1秒だか1時間だか分からない不思議な感覚の後、目の前には地竜の王であるチビと、フェンリル、ドライアドが楽しそうに話している姿が見える。
「楽しそうな所、すまない。ドライアド、約束の鼻水を持ってきた。万能薬を作ってくれないか?」
「うん、良いよー。じゃあ、持ってきた鼻水を見せてー」
「ああ、これだ。一応30種類以上って言われたからな。念のため、35種類の鼻水を取ってきた」
「うーん……これは使えないー。これもダメー」
ドライアドは鼻水を見定めると、幾つかをポイポイと捨てていく。
「え? 全部、違う種類を集めてきたぞ? 何でダメなんだ?」
「だって、ゲインが同じなんだもんー。違う魔物でもゲインが同じだと意味が無いのー」
えー、お前、違う種類の「魔物」って言ったじゃん……お前の言うゲインが分からないから、従うしか無いんだけど……また鼻水を集めるのかよ……マジか。
少しウンザリしていると、チビが話しかけてきた。
『アルドよ、どうかしたのか?』
「あー、チビさん、聞いてくださいよー。実は………………」
チビに一連の話をすると、納得したような顔の後、口を開いた。
『では我の鼻水ではどうだ? 必要なら眷属の鼻水も提供しようではないか』
「あ、そっか。チビさんは地竜だから、魔物なんだ。あまりに自然に話してるので、忘れてました」
『ガハハハハ。我を人と間違うなど、アルドは実に面白い。お前のような者ばかりであれば、我も人と縁を結ぶのだがな……」
そう話すチビは、少しだけ寂しそうな顔で笑っている。
そんな空気もどこ吹く風。ドライアドは嬉しそうに話し出した。
「チビちゃんの鼻水なら5種類にはなるよー。他の地竜でも2種類にはなるはずー。これだけあれば万能薬を作れるよー」
「マジか! チビさん、是非 協力してください!」
『良かろう。好きなだけ持って行くが良い』
そう言うと、チビは大きく息を吸って、鼻から思い切り吐き出した。その瞬間、チビの鼻から大量の鼻水が吹き出し、オレに向かって飛んでくる!!
「ギャーー! 鼻水がーーー、うぷっ……ぐふっ……」
今のオレは、頭の天辺から足の先までチビの鼻水塗れだ……思ってもなかった結果に、チビは必至に謝っている。
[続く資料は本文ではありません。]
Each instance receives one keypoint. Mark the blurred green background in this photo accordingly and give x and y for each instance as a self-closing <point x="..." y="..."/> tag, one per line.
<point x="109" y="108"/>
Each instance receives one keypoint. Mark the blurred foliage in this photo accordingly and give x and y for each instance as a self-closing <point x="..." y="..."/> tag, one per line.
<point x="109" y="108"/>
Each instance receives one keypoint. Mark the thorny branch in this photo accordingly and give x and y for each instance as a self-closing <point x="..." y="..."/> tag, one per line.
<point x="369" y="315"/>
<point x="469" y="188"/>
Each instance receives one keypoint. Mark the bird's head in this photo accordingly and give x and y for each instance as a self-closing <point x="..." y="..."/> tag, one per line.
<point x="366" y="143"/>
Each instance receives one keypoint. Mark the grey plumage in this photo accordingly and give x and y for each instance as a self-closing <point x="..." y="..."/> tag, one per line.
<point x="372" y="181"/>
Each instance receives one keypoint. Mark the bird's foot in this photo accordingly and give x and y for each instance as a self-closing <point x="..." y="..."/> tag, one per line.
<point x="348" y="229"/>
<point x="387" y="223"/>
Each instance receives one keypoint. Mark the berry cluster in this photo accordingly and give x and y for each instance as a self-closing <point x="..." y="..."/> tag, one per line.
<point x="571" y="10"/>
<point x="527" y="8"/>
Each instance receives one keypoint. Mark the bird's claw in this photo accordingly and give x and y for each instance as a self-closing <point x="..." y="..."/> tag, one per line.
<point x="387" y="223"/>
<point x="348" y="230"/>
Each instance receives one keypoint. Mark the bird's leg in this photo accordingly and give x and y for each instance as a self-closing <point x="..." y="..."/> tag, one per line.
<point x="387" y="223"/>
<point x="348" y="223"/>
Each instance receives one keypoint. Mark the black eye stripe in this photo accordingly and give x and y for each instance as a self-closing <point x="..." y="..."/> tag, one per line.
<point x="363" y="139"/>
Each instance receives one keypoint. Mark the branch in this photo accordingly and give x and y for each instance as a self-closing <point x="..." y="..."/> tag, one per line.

お前、本当は寝込みを襲った事、根に持ってるんじゃないだろうな? そんな思いが脳裏をかすめるが、頼んだのはコチラの方だ。
丁重にお礼を言ってチビ達の下をお暇させてもらった。
別れ際、ドライアドが言うには、万能薬が出来るのに2日ほどの時間が必要なのだとか。
結局、鼻水塗れのオレは、自宅へ帰るまでに会った全員から、顔を顰められてしまったのである……グスン。